Hi! I don't see anything wrong with it; I think it's a neat design. However, I think you might have misunderstood me... I'm not running the logo search or anything, I'm just another person sending in some ideas. If you want yours entered (I think you should, it's well-made) then you should send it to Dave, one of the site administrators at [email protected]. If you want me to send it in for you (I will tell Dave that you made it, of course) then just let me know. Good luck!!


----------



## Buggy (Jan 27, 2011)

Thanks!Yeah it will be nice if you send it to Dave.Thank you trace.If you are busy just tell me i will try to send it myself.I will make more.


----------



## trace (Jul 3, 2011)

Buggy said:


> Thanks!Yeah it will be nice if you send it to Dave.Thank you trace.If you are busy just tell me i will try to send it myself.I will make more.


I will send it in immediately. You're very welcome!


----------



## trace (Jul 3, 2011)

OK, this is my last logo. Thank you to everyone who provided their pictures, it was very generous of you all and I'm sorry I couldn't use some from everybody! :'D










The bird is lperry82's. 

It's pretty simple, but I like the color scheme + the fonts. I had to draw the silhouette freehand, which was a little difficult.
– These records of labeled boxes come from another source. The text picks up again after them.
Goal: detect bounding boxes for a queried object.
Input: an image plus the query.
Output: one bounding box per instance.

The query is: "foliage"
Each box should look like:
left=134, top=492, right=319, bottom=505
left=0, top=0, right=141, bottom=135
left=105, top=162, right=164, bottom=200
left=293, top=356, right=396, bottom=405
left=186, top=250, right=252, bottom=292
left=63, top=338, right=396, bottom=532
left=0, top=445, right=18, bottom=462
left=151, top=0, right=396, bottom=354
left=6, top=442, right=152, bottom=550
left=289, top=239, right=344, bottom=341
Again, the blue background is derived from Dave's v3 preview layout for TC.


----------



## dudeitsapril (Apr 28, 2011)

i'm glad you used Piper's pic. Best of luck to you!


----------



## lperry82 (Aug 2, 2010)

Looks good


----------



## trace (Jul 3, 2011)

Thanks, april and lperry!


----------



## Belinda (Oct 9, 2010)

I really like your last one!! it looks great, and love the silhouette, but I would like to see a little colour other than the blue and gray though. It's so depressing. Maybe a colour to set off the blue and liven it up a bit like a muted orange (could colour-pick a tiel and then scale the colour back a little if it looks garish) something like this:


----------



## trace (Jul 3, 2011)

Belinda said:


> I really like your last one!! it looks great, and love the silhouette, but I would like to see a little colour other than the blue and gray though. It's so depressing. Maybe a colour to set off the blue and liven it up a bit like a muted orange (could colour-pick a tiel and then scale the colour back a little if it looks garish) something like this:


Thank you!! :'D

Yeah, I totally understand. Unfortunately I can't change the blue background, since that's part of the forum's layout that Dave chose, but I CAN change some of the text/image color of the logo. Thanks so much for your input and pictures, I'll let you know once I edit the image!


----------



## Belinda (Oct 9, 2010)

Yeah, even if you have to keep the background - it's not a bad blue... it looks nice with white - and it's a better blue than the current banner, would just be nice to introduce another colour if the rest of the forum is blue like it currently is - would make the banner pop out at ya! Good luck with it! Can't wait for the new forum layout.


----------